What did they say about warming in Antarctica? In a review by Professor Will Steffen, Australian National University, commissioned by the Department of Climate Change and a major input to Labor government policy advanced also by Senator Wong in her discussions with Senator Fielding:

Climate Change 2009: Faster Change & More Serious Risks

A recent analysis shows warming of about 0.1°C per decade over the West Antarctica region over the last half century, attributed in part to changes in sea surface temperature (Steig et al. 2009).

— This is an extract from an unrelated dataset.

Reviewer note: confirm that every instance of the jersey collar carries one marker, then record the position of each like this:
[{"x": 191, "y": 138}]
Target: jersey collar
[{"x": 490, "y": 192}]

In a response by Bob Carter, David Evans, Stewart Franks, and William Kininmonth Minister Wong’s Reply to Senator Fielding’s Three Questions on Climate Change–Due Diligence

11. In addition to acknowledging inadequacies in modelling skill, Steffen also quotes papers that, contrary to many other studies, report empirical data in support of a recently enhanced rate of sea-level rise (Church & White, 2006; Domingues et al., 2006) and a warming of Antarctica (Steig et al., 2009). In reality, these papers are underpinned by complex data manipulations and computer modelling, and the outlier results that they produce contradict other similarly detailed studies that show a steady rate of long term sea level rise (albeit with decadal modulations which include the start ofa recent fall; Jevrejeva et al. 2008; Cazenave et al. 2009; Woodworth et al. 2009) and a cooling Antarctic icecap -which, like Greenland, appears to be close to mass-balance (Stenni et al. 2002; Goodwin et al. 2004; Masson-Delmotte et al. 2004; Schneider, et al. 2006; Monaghan, et al. 2008; Schneider & Steig, 2008; Chapman, 2009).

Who do you believe, flashy commissioned reports or hard-science scientists?


0 thoughts on “Warming in Antarctica – Who was right?

  1. “Who do you believe, flashy commissioned reports or hard-science scientists?”

    Well it looks like the flashy commissioned reports were right.

    Google “O’Donnell et al 2010 Refutes Steig et al 2009”

  2. Ho ho. Beware of a rapidly changing climate. Since Steffer wrote his report, many indices have changed rapidly in a way that spoils his alarm. Part of this is due to natural variablity – he picked an extreme year to close his report – and part is due to better analyisis and collection of data. What a difference a few years of cogitation can make.

    Remember Phil Jones’ statement that (approximately) the global temperature has not changed within statistical uncertainty for the last 15 years.

  3. Even without the problems with the statistical evaluation, Steig and others misrepresented what his paper showed. I seem to remember that he showed about 10 years of fast warming at the beginning of the record with over 30 subsequent years of cooling.

    I never understood how even his inflated temps could support the idea of a warming Antarctic. Now that a better analysis has been done I doubt that Steig and others will change their tune because the basic WARMING meme is still there in the trend if reduced. The idea that the Western Shelf is in danger is also not completely refuted due to this same misdirection.

    Over all, the fact that the warming trend would take an extremely long time to do any damage apparently does not enter into their discussion when it is the trend and we are all gonna die.

    Sadly, JeffId’s comment at CA that even their new paper, due to the sparse data and the process used, is still most likely overestimating the warming, will be ignored.

  4. Nope hecatom, 1998 was; that is if you can believe the temperature indices which all show that except for GISS; and who would rely on GISS?